If you're thinking about adding an index to a table that is already indexed, consider whether the index you're thinking about adding is a leftmost prefix of an existing multiple-column index. If so, don't bother adding the index because, in effect, you already have it. (For example, if you already have an index on state, city, and zip, there is no point in adding an index on state.)

Match index types to the type of comparisons you perform. When you create an index, most storage engines choose the index implementation they Match index types to the type of comparisons you perform. When you create an index, most storage engines choose the index implementation they will use. For example, InnoDB always uses B-tree indexes. MySQL also uses B-tree indexes, except that it uses R-tree indexes for spatial data types. However, the MEMORY storage engine supports hash indexes and B-tree indexes, and allows you to select which one you want. To choose an index type, consider what kind of comparison operations you plan to perform on the indexed column:

  • For a hash index, a hash function is applied to each column value. The resulting hash values are stored in the index and used to perform lookups. (A hash function implements an algorithm that is likely to produce distinct hash values for distinct input values. The advantage of using hash values is that they can be compared more efficiently than the original values.) Hash indexes are very fast for exact-match comparisons performed with the = or <=> operators. But they are poor for comparisons that look for a range of values, as in these expressions:

  • id < 30
    weight BETWEEN 100 AND 150
  • B-tree indexes can be used effectively for comparisons involving exact or range-based comparisons that use the <, <=, =, >=, >, <>, !=, and BETWEEN operators. B-tree indexes can also be used for LIKE pattern matches if the pattern begins with a literal string rather than a wildcard character.

If you use a MEMORY table only for exact-value lookups, a hash index is a good choice. This is the default index type for MEMORY tables, so you need do nothing special. If you need to perform range-based comparisons with a MEMORY table, you should use a B-tree index instead. To specify this type of index, add USING BTREE to your index definition. For example:

CREATE TABLE lookup
(
  id   INT NOT NULL,
  name  CHAR(20),
  PRIMARY KEY USING BTREE (id)
) ENGINE = MEMORY;

If the types of statements that you expect to execute warrant it, a single MEMORY table can have both hash indexes and B-tree indexes, even on the same column.

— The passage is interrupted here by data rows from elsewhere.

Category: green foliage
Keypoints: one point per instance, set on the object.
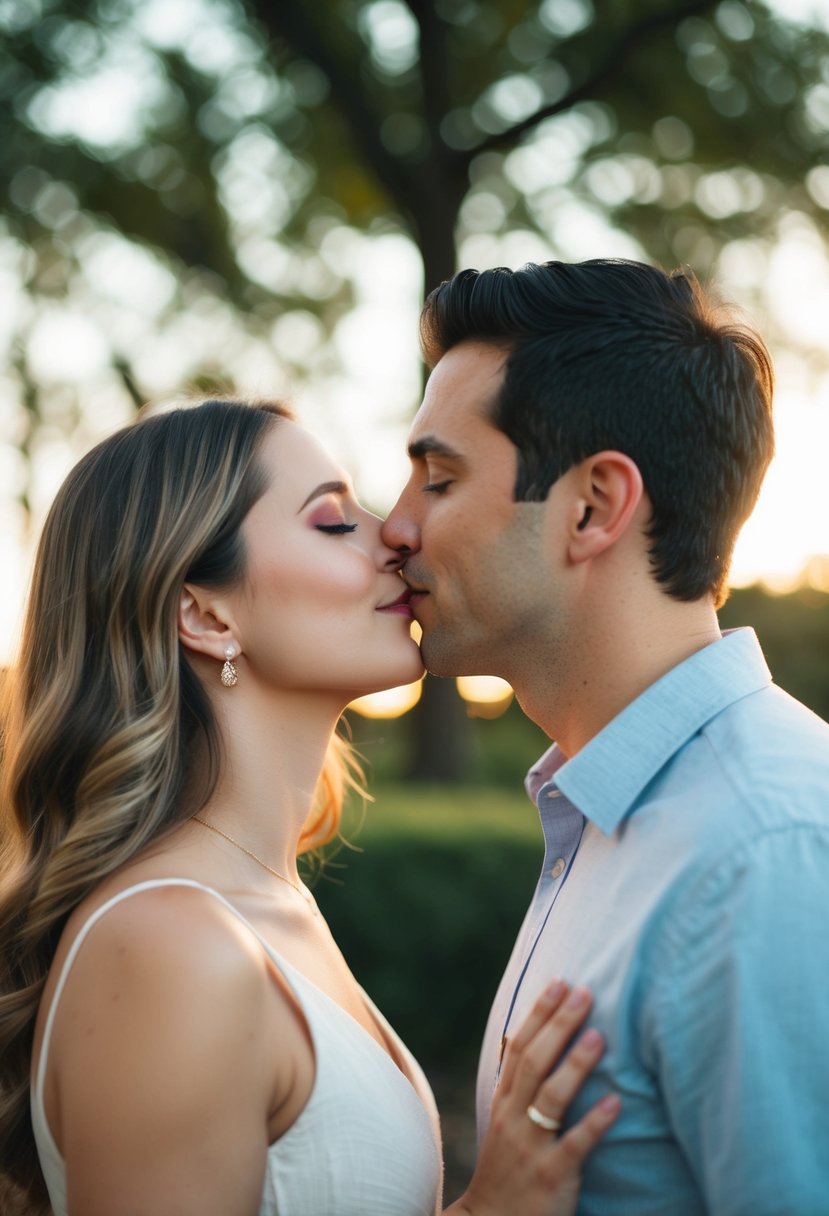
(428, 912)
(794, 634)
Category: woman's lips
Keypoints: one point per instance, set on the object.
(399, 607)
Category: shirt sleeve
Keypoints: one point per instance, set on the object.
(738, 1026)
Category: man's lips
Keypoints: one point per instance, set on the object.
(401, 606)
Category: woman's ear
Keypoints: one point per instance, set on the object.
(202, 624)
(609, 490)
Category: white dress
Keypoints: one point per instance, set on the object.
(367, 1142)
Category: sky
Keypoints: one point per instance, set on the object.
(360, 401)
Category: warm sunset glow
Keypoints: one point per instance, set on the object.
(390, 703)
(485, 696)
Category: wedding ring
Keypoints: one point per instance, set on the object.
(540, 1120)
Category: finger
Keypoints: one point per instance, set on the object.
(543, 1052)
(541, 1012)
(556, 1095)
(580, 1140)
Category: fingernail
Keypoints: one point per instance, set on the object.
(554, 989)
(577, 998)
(592, 1040)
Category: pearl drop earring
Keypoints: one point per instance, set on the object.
(229, 674)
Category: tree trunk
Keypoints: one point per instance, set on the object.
(441, 741)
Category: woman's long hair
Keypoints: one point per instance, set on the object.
(108, 737)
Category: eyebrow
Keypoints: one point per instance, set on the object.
(325, 488)
(432, 446)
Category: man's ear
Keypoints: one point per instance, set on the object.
(607, 493)
(203, 626)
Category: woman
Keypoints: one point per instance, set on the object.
(208, 596)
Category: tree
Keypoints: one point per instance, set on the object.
(268, 127)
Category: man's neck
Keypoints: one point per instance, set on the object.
(573, 693)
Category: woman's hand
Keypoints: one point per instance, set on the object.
(524, 1167)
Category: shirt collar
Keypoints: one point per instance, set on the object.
(607, 776)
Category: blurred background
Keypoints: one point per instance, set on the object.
(251, 197)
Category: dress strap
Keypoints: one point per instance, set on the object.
(148, 884)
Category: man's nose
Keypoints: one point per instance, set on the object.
(400, 532)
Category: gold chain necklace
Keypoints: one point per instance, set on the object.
(306, 895)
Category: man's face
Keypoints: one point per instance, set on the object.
(478, 559)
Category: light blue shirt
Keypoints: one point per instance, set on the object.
(686, 882)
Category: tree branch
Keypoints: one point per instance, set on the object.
(289, 21)
(609, 68)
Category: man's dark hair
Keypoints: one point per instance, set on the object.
(614, 354)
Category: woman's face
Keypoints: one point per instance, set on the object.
(321, 607)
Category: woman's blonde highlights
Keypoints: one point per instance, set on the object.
(108, 738)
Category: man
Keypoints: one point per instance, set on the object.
(591, 439)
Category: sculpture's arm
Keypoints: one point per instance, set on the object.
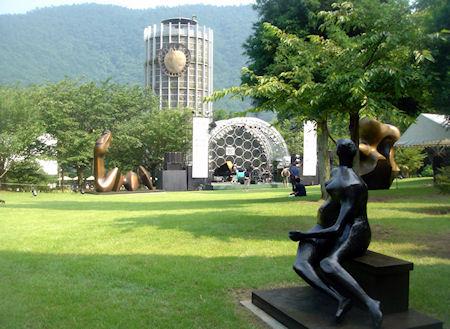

Some types of comparisons cannot use indexes. If you perform comparisons only by passing column values to a function such as STRCMP(), there is no value in indexing it. The server must evaluate the function value for each row, which precludes use of an index on the column.

Use the slow-query log to identify queries that may be performing badly. This log can help you find queries that might benefit from indexing. You can view this log directly (it is written as a text file), or use the mysqldumpslow utility to summarize its contents. (See Chapter 11, "General MySQL Administration," for a discussion of MySQL's log files.) If a given query shows up over and over in the slow-query log, that's a clue you've found a query that might not be written optimally. You may be able to rewrite it to make it run more quickly. Keep in mind when assessing your slow-query log that "slow" is measured in real time, so more queries will show up in the slow-query log on a heavily loaded server than on a lightly loaded one.